Signed-off-by: aryanorpe <aryorpe@gmail.com>
---
 src/instructlab/training/data_process.py | 44 +++++++++++++-----------
 1 file changed, 24 insertions(+), 20 deletions(-)

diff --git a/src/instructlab/training/data_process.py b/src/instructlab/training/data_process.py
index 49b99c56..547c27bc 100644
--- a/src/instructlab/training/data_process.py
+++ b/src/instructlab/training/data_process.py
@@ -723,30 +723,32 @@ def pretraining_is_using_legacy_granite_chat_template(ds: Dataset) -> bool:
         return False
 
 
-def ensure_dataset_is_compatible_with_legacy_format(
-    sample: t.Dict[str, t.Any],
-) -> t.Dict[str, t.Any]:
+def ensure_dataset_is_compatible_with_legacy_format(batch: t.Dict[str, t.List[t.Any]]) -> t.Dict[str, t.List[t.Any]]:
     """
-    Given a sample that uses the legacy pre-training format, we unroll the samples into ones with the
-    original messages contents.
+    Given a batch of samples using the legacy pre-training format, unroll the samples into ones with
+    the original messages contents.
     """
-    # deepcopy to prevent re-referencing the existing objects
-    new_sample = {
-        "messages": [],
-        "unmask": sample.get("unmask", False),
-    }
-    for msg in sample["messages"]:
-        if msg["role"] != "pretraining":
-            new_sample["messages"].append(msg)
-            continue
+    processed_messages = []
+    unmask_flags = []
 
-        # handle unmasking
-        new_sample["messages"].extend(
-            extract_messages_from_pretraining_text(msg["content"])
-        )
-        new_sample["unmask"] = True
+    for messages, unmask_flag in zip(batch["messages"], batch.get("unmask", [False] * len(batch["messages"]))):
+        new_messages = []
+        unmask = unmask_flag
 
-    return new_sample
+        for msg in messages:
+            if msg["role"] != "pretraining":
+                new_messages.append(msg)
+            else:
+                new_messages.extend(extract_messages_from_pretraining_text(msg["content"]))
+                unmask = True  # if any pretraining message is found, set unmask to True
+
+        processed_messages.append(new_messages)
+        unmask_flags.append(unmask)
+
+    return {
+        "messages": processed_messages,
+        "unmask": unmask_flags,
+    }
 
 
 def filter_samples_by_length(
@@ -876,6 +878,8 @@ def load_and_validate_dataset(data_path: str, num_procs: int) -> Dataset:
 
     return data.map(
         ensure_dataset_is_compatible_with_legacy_format,
+        batched=True,
+        batch_size=1000,
         num_proc=num_procs,
         desc="Ensuring dataset is compatible with legacy format.",
     )

From c092c46f2fbc17fea5f390d7b1fc2b617002b234 Mon Sep 17 00:00:00 2001
From: aryanorpe <aryorpe@gmail.com>
Date: Wed, 30 Apr 2025 19:40:48 +0400
Subject: [PATCH 2/9] Ran 'make fix' command to fix linter error.
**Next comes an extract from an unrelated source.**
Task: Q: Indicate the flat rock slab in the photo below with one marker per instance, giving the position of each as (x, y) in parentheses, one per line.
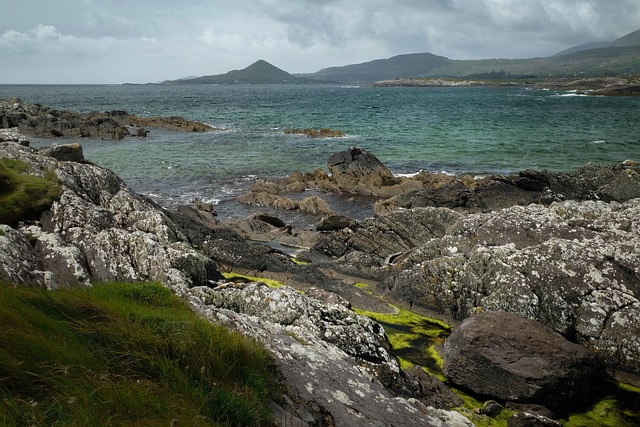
(511, 358)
Signed-off-by: aryanorpe <aryorpe@gmail.com>
---
 src/instructlab/training/data_process.py | 12 +++++++++---
 1 file changed, 9 insertions(+), 3 deletions(-)

diff --git a/src/instructlab/training/data_process.py b/src/instructlab/training/data_process.py
index 547c27bc..48ce3459 100644
--- a/src/instructlab/training/data_process.py
+++ b/src/instructlab/training/data_process.py
@@ -723,7 +723,9 @@ def pretraining_is_using_legacy_granite_chat_template(ds: Dataset) -> bool:
         return False
 
 
-def ensure_dataset_is_compatible_with_legacy_format(batch: t.Dict[str, t.List[t.Any]]) -> t.Dict[str, t.List[t.Any]]:
+def ensure_dataset_is_compatible_with_legacy_format(
+    batch: t.Dict[str, t.List[t.Any]],
+) -> t.Dict[str, t.List[t.Any]]:
     """
     Given a batch of samples using the legacy pre-training format, unroll the samples into ones with
     the original messages contents.
@@ -731,7 +733,9 @@ def ensure_dataset_is_compatible_with_legacy_format(batch: t.Dict[str, t.List[t.
     processed_messages = []
     unmask_flags = []
 
-    for messages, unmask_flag in zip(batch["messages"], batch.get("unmask", [False] * len(batch["messages"]))):
+    for messages, unmask_flag in zip(
+        batch["messages"], batch.get("unmask", [False] * len(batch["messages"]))
+    ):
         new_messages = []
         unmask = unmask_flag
 
@@ -739,7 +743,9 @@ def ensure_dataset_is_compatible_with_legacy_format(batch: t.Dict[str, t.List[t.
             if msg["role"] != "pretraining":
                 new_messages.append(msg)
             else:
-                new_messages.extend(extract_messages_from_pretraining_text(msg["content"]))
+                new_messages.extend(
+                    extract_messages_from_pretraining_text(msg["content"])
+                )
                 unmask = True  # if any pretraining message is found, set unmask to True
 
         processed_messages.append(new_messages)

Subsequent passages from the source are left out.